After some time, a father came to live with them too. Vera knew Vassily Kibenko long before she moved to the village. “He was aware that I’d never leave it here. It’s my cause and my life,” she said. This is how they found a father, the only one in the village.
The American son
Artyom Savelyev was adopted by an American family and lived in the United States for six months, after which his adoptive mother, Torry Ann Hansen, put him on a Moscow-bound plane with a note reading, “I no longer want to parent this child,” in his pocket. Prior to that adoption he lived in the Primorye Territory with his mother who was subsequently stripped of her parental rights. Artyom was confined to an orphanage, where he spent several years.
“Counting Artyom, I have 17 children. He is so exhausted by plane flights and going back and forth between orphanages and parents,” she says.
The boy came to her SOS house two weeks ago. He was accepted as a family member in no time at all and made friends with the other five children. He started attending school and likes it there, and now he’s bringing home his first good grades.
Artyom is very respectful of his adoptive parents. “He called me ‘mom’ on the second day,” Vera confessed.
So far the boy is still afraid of leaving the village. Not even a skating-rink, a water park, or still a children’s theater can lure him away. He never deviates from one path – the one leading from home to school and back. But he is fond of village life as it is. He is reluctant to recall his past experiences in America and says he has turned over a new leaf.
“That he lived in America we learned from his papers. Artyom said nothing about that. He even claimed that he knew no English when we were buying textbooks for school,” Vera says.
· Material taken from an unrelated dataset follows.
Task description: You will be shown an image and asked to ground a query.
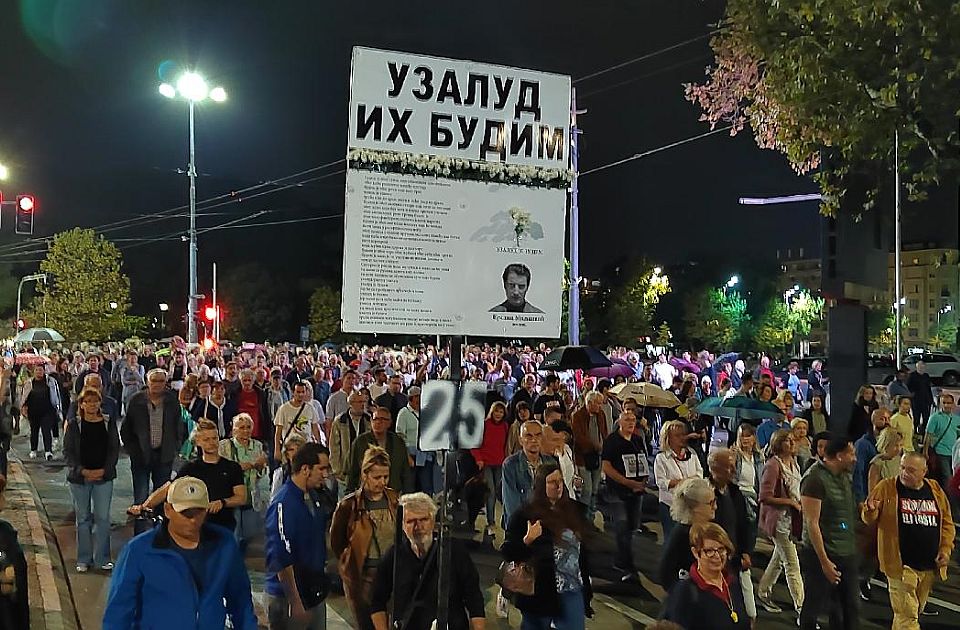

Family celebrations and a mother’s woes
Children can stay under their social mother’s wing until age 15, when they have to move to a Youth House, the next stage in the SOS system. The Youth House is a hostel for young people where former SOS villagers can live and master trades.
Children from two of her earlier groups are now educated people with jobs and families of their own. Their SOS mother is proud to have three grandchildren, and a fourth one is coming soon. Her current “third” group is made up of four boys and two girls. But on days-off and holidays the household tends to expand several times over. The “old boys” (and girls) come for a visit, bringing the number of inhabitants to 40 or more.
New children quickly get used to the grownups even though they never lived with them in one family. “It’s important for the new arrivals to see what kind of relations we have with the first children. It becomes clear to them that they won’t be left alone in the future,” she says.
She would never part with her dearly loved pupils, even though they are not blood kin. One year from now she is going to retire, but she hopes to be allowed to look after her 13- and 14-year-olds till they come of age. “I’ll adopt the three younger kids and take them with me. It’s for the best. It’s my fate that I am here,” she says.